The two firms differ slightly on some statistics, but one thing cannot be disputed: 2020 was Chromebook's best ever year by far. However, its estimated market share still sits at around 1.91% in January 2021 (StatCounter), only a slight increase on 12 months earlier.
Nonetheless, these are still impressive figures for an operating system that seemed destined to fail when it launched back in 2011. Early devices like the Acer AC700 and Samsung Series 5 were widely criticised for their direct reliance on an internet connection and lack of functionality when compared to Windows or macOS devices.
However, Google's persistence with Chrome OS has turned out to be a wise decision. Once the company itself was joined in producing hardware by the likes of Lenovo and HP, it was clear Chrome OS had a bright future. In 2016, less than five years after first launching, Chromebooks were outselling Macs in the United States.
The above figures for 2020 would have been scarcely believable a decade ago, although the pandemic has played a big part. The shift to working remotely for many people sent demand skyrocketing, with Chromebooks' relative affordability making them a popular option. There's less appetite to spend four figures on a new PC, and Chromebooks have proven that it's not necessary for many people.
Chrome OS is also incredibly popular in the education sector, with Google dedicating plenty of resources to enable effective schooling, even before the pandemic. With many young people having to learn from home, demand looks set to remain high for the foreseeable future.
Windows 10X could complicate matters
However, it might not be plain sailing for Chrome OS in 2021. Microsoft unveiled a new version of Windows known as Windows 10X in 2019, and it's expected to finally come to market this year.

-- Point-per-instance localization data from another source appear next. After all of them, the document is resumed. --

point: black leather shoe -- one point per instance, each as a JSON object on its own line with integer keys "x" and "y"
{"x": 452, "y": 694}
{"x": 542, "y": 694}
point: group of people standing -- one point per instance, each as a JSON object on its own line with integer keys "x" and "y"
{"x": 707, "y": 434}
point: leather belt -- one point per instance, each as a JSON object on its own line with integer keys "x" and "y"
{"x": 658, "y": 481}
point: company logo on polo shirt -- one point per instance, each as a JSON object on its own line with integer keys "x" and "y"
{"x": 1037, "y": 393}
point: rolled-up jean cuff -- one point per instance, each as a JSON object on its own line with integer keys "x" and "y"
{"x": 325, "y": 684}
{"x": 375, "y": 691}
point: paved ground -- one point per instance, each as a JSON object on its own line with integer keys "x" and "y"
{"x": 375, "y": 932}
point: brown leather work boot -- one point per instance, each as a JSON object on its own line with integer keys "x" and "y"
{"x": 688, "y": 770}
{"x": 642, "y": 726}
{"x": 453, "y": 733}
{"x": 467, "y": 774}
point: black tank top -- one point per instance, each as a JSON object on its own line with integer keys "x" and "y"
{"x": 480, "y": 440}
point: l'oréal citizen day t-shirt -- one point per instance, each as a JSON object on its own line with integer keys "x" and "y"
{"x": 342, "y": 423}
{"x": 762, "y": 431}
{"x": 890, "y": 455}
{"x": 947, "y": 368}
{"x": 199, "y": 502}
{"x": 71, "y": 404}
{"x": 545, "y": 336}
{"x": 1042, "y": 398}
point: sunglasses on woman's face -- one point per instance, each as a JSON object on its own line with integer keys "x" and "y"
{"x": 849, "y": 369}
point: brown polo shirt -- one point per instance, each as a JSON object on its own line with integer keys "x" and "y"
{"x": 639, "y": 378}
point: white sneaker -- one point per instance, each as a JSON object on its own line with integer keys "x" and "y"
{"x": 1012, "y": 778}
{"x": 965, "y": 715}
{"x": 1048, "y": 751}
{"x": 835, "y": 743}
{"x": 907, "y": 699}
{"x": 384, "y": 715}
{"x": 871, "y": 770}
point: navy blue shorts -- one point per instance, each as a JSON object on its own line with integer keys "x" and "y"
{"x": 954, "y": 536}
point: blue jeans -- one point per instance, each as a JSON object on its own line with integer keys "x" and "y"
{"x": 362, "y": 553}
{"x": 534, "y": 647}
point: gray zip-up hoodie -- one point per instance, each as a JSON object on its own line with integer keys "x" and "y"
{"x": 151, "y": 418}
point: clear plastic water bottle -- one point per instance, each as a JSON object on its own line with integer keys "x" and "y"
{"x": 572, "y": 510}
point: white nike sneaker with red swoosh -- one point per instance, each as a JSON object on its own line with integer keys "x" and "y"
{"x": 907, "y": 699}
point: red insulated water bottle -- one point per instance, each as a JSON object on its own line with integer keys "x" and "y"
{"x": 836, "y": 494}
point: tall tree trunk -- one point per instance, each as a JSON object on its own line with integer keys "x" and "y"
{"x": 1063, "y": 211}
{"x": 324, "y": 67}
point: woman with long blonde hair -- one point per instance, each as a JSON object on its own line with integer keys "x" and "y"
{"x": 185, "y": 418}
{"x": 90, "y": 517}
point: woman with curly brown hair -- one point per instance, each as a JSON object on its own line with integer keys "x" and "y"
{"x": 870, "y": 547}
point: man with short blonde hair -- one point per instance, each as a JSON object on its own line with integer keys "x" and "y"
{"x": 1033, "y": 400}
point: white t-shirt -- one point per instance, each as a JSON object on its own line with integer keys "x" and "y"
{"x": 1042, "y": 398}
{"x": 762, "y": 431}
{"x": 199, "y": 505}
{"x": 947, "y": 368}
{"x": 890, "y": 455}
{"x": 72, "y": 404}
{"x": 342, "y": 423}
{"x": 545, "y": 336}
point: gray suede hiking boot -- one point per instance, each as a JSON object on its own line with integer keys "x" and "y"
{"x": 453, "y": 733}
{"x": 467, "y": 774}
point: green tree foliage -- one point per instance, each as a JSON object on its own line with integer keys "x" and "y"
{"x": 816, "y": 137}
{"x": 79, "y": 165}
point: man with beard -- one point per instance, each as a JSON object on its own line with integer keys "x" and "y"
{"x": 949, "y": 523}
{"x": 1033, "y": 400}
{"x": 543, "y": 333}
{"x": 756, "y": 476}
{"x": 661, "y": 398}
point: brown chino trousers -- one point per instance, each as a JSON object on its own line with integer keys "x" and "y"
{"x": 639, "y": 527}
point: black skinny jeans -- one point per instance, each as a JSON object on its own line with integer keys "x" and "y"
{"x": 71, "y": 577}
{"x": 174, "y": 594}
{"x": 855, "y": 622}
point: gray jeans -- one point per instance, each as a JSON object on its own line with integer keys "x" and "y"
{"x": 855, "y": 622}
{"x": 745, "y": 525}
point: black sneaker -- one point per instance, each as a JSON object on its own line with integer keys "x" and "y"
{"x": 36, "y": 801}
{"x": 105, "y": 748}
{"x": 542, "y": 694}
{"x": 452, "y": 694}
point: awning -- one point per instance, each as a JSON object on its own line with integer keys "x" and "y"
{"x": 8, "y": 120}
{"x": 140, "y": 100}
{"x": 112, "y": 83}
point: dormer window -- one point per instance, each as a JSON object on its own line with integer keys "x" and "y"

The software is designed for dual-screen devices like the upcoming Surface Neo, but it's coming to regular laptops and 2-in-1s first.
Windows 10X is being marketed as a stripped-back, web-first version of Windows 10. Sound familiar? It sounds a lot like the way Chrome OS is pitched, making it seem almost inevitable that the two will go head-to-head on affordable hardware. Windows 10X's eventual move to dual-screens is unlikely to affect the number of devices powered by Microsoft's new operating system.
In addition to the range of hardware on offer, which one you choose will likely come to which ecosystem you're more familiar with. Chrome OS will still be the default option if you rely on the likes of Gmail and Google Drive, while Windows 10X may win over people who use Microsoft apps on a daily basis.
Chrome OS will likely remain popular throughout 2021, but Windows 10X will take some stopping. One area where Google still holds the advantage is in education, with Microsoft yet to announce any student-specific support in Windows 10X.
Windows 10X is expected to be released this Spring, with the first devices arriving in the months that follow. Until then, if you're looking for a cheap, portable PC that's extremely easy to use, a Chromebook is your best bet.